So, I’m often asked to wear mine when engaging with various services, charities, research groups and even as I write this, who I report into, Groundswell😅
The expression ‘lived experience’ has been banded around for a while now and continues to be a ‘buzzword’, label, or a statement of ‘co-production’ across many research and various services communities.
I’m often challenged by staff working in various areas who, quite rightly, say they have lived experience of things I know of too, so what’s makes me ‘special’ or ‘an expert’🙄…and it’s right they ask!
WE ALL have our OWN lived experience…… in everyday life, work, friendships, and family and all have value.
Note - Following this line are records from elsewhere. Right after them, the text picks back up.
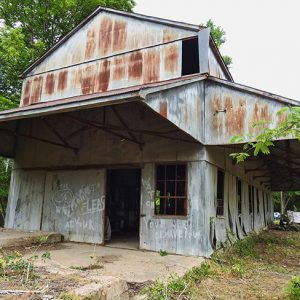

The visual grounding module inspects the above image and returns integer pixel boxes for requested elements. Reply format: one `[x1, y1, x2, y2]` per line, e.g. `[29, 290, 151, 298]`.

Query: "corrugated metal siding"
[42, 170, 105, 244]
[28, 12, 195, 75]
[22, 41, 182, 106]
[205, 81, 284, 144]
I have ‘lived experience’ of accessing multiple services yet never worked in one. Staff have ‘lived experience’ of working in them and may or may not have their own personal experiences.
So I prefer, and this is only mine, to use the phrase ‘direct experience’ – its more accurate and defined.
I have ‘direct experience’ of being homeless, of poverty, of severe depression and suicidal thoughts, psychosis, living through addiction and recovery so when I’m asked to share it, I can with genuine insight.
I have ‘lived experience’ of a range of topics or themes through my conversations with individuals, their experiences when they kindly share them, when I’m reporting for Groundswell.
They help me to understand procedures, gain awareness, look into processes to help inform important changes needed and I’m not suggesting the whole narrative needs resetting, just the understanding that ‘lived experience’ is a broad statement, “direct’ is more accurate.
I may have opened a can of worms here, that’s not why I’ve written it, so if I’ve caused any offence, I sincerely apologise.
I simply ask you to consider which label, if any, you choose to wear.